Bir harf karşılığı olmayan birtakım sesler çıkartıyordu. Ard arda pek çok ses. Tanımlanmamış seslerdi bunlar. Ancak kendisinde varolan ve asla tekrar edilmeyen sesler. Sadece ben anlıyordum. Kulağıma gelen her sesi tanıyordum ben. Uzaktan, yakından, şurdan, burdan. Orası her neresi ise ben biliyorum zaten. Uzaktan, yakından orası her neresi ise ben zaten ordan gelmiştim.
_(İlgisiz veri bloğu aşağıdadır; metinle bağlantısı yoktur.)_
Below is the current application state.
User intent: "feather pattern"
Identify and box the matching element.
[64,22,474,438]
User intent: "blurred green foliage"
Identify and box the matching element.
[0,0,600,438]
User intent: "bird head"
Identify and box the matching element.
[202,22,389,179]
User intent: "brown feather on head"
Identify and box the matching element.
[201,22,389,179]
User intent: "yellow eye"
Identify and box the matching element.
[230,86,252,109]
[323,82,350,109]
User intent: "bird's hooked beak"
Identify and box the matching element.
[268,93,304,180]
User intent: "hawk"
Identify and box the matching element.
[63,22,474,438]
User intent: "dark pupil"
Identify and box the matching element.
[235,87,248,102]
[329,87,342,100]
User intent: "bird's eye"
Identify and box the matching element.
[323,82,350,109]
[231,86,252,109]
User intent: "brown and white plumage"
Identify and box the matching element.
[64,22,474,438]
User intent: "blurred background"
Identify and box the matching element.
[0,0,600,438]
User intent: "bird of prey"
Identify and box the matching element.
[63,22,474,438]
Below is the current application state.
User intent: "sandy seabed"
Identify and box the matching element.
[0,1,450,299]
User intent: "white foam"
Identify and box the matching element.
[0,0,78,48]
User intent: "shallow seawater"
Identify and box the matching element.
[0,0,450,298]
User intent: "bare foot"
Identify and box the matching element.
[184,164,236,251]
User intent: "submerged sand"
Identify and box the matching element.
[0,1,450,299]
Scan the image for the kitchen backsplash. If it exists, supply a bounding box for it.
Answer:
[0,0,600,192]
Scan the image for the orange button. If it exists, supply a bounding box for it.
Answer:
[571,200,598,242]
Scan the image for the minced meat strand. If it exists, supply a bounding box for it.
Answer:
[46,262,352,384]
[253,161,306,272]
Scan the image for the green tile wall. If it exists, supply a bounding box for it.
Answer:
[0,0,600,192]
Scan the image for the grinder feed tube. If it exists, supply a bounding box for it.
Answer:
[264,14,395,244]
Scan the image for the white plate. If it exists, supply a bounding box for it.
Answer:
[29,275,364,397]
Hoşgelmiştim, sesi de hoş. Duyması da hoş ışığı da. Sakıncası da hoş, sadeliği de. Yalnızlığımı oluşturan tek şey bu ses. Yalnızlığımın anlamı bu ses(ler). Şaşırtabilirken rahatlatan, bildik ama ilk defa duyulan seslere ne isim vermeli. Biz onlara en iyisi sen diyelim. Sen ses ol. Ben de seni duyayım. Kulaksız. Görüşsüz. Hissiz. Hatırlamasız.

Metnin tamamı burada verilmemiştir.